Pierre Beyssac : Rappelons qu’il n’y a rien de magique derrière le terme “algorithme”, nous en croisons tous les jours. Un algorithme est simplement une liste d’instructions. Une recette de cuisine est un algorithme.

D’abord, le ministre souhaite pérenniser les boites noires, introduites par la loi renseignement sous le mandat Hollande, qui étaient soumises à une « clause de revoyure » devant conditionner leur prolongation à leur efficacité réelle. Ce retour d’expérience n’a cessé d’être repoussé depuis et nous ne savons toujours rien de l’efficacité réelle du procédé.

Les boites noires ont instauré un renversement de la doctrine des écoutes : d’une écoute ciblée aux suspects identifiés par d’autres moyens, nous sommes passés à des écoutes larges pour identifier les comportements répréhensibles. En somme, nous sommes tous devenus suspects.

Ensuite, le ministre souhaiterait faire entrer les URL — c’est à dire les adresses web — dans le périmètre de la surveillance, ce qui présente deux écueils majeurs.

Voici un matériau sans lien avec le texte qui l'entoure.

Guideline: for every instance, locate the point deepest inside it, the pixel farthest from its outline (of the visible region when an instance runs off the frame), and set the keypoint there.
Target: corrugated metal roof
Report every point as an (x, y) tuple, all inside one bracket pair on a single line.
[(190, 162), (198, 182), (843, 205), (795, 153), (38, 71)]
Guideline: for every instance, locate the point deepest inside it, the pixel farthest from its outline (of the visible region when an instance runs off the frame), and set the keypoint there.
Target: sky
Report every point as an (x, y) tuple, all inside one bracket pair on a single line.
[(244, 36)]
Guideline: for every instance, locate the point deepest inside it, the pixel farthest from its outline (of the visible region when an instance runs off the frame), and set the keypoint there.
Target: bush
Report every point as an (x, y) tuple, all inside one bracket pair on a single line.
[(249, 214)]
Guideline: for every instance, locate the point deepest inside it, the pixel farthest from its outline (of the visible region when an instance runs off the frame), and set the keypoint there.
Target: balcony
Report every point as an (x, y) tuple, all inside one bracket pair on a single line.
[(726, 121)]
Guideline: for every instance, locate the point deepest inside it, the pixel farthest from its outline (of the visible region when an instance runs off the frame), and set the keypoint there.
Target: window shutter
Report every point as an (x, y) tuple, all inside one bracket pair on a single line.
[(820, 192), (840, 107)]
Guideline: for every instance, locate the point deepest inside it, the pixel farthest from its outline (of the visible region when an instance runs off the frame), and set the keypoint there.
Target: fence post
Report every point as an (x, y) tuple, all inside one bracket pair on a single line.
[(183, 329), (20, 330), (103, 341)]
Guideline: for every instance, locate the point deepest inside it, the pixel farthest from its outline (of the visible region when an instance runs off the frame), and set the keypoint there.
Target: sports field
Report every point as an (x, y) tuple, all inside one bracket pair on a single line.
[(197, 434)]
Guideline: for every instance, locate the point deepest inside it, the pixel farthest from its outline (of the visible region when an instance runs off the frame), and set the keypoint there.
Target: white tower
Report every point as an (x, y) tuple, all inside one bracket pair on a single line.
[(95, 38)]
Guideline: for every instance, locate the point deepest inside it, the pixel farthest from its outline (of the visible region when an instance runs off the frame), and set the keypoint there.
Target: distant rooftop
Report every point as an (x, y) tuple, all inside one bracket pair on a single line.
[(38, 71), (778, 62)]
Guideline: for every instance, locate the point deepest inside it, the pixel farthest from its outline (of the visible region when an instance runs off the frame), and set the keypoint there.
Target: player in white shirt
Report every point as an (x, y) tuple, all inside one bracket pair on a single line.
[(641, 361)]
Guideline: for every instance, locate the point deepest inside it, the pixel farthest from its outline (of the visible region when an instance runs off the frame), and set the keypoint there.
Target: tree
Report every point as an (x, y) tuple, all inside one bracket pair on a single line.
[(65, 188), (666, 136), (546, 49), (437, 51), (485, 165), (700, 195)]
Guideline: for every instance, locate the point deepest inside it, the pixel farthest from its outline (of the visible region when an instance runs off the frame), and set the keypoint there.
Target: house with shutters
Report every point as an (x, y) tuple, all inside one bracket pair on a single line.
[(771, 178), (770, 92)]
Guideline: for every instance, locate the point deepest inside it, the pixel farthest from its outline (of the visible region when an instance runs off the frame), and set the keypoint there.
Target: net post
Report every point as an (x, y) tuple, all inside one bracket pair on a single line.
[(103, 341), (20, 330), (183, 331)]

La surveillance de type « boites noires » est censée être limitée aux données de connexion, alors que les URL relèvent du secret des communications, bien plus protégé par les législateurs français et européen. Ainsi, la France a reçu ces derniers mois un rappel à l’ordre de la CJUE (Cour de justice de l’Union européenne) sur l’encadrement des « données de connexion » et des boites noires, auquel le Conseil d’État a récemment répondu en demandant sous 6 mois une mise en conformité à divers titres de la loi française. Le ministre de l’Intérieur va devoir respecter ces critères, se heurtant ainsi à des obstacles juridiques protégeant nos libertés fondamentales.

Par ailleurs, et surtout, le chiffrement, qui protège la confidentialité de nos échanges, rend techniquement impossible l’écoute des URL. Or le chiffrement a été massivement déployé suite à l’affaire Snowden (écoutes illégales de la NSA) et concerne une part toujours croissante du trafic Internet, environ 80% actuellement.

Pour contourner cet obstacle, Gérald Darmanin a annoncé vouloir s’assurer de la collaboration avec les plateformes pour accéder directement à nos communications privées. À ce stade, nous ne savons pas ce qu’il entend par là. C’est un autre point de vigilance.

Les expériences passées ont-elles montré l‘efficacité de l’algorithme dans la lutte contre le terrorisme ?

Pierre Beyssac : Il est difficile de le savoir avec certitude, l’opacité étant la norme sur ces sujets. Les boites noires tirent ce surnom de l’absence d’information sur leur fonctionnement. Mais en raison du chiffrement évoqué précédemment, on peut penser que l’efficacité des boites noires est assez limitée.

Quels sont les risques en termes de menaces pour la vie privée et nos libertés numériques en général ? Ce risque est-il proportionné à l’efficacité du dispositif ?

Pierre Beyssac : La nature des menaces contre la vie privée s’étend, puisqu’au-delà des boites noires, il s’agirait potentiellement de demander aux plateformes l’accès à nos conversations privées par des modalités qui restent à préciser. Le ministre de l’Intérieur a également exprimé l’intention d’élargir sensiblement la quantité des écoutes.

Une extension de l’accès aux conversations privées constituerait une nouvelle atteinte à notre vie privée dans un contexte général d’« effet cliquet » concernant les lois sécuritaires, où il n’existe jamais de retour en arrière. Son efficacité peut être légitimement mise en doute, l’État n’ayant pas montré de volonté particulière de transparence sur les précédentes mesures.

Cédric Levieux : À cela s’ajoute la question des faux-positifs, soit parce que la méthode de détection va ratisser large, soit parce que les personnes qui auraient un comportement “similaire” à celui recherché seraient des universitaires, des journalistes, des personnes qui ont la légitimité d’enquêter mais qui noieront dans la masse les résultats pertinents. Quoi qu’il arrive, l’usage d’algorithmes ne saurait donc se passer d’une intervention humaine pour effectuer le travail pour lequel ils sont déployés, en l’occurrence ici le renseignement.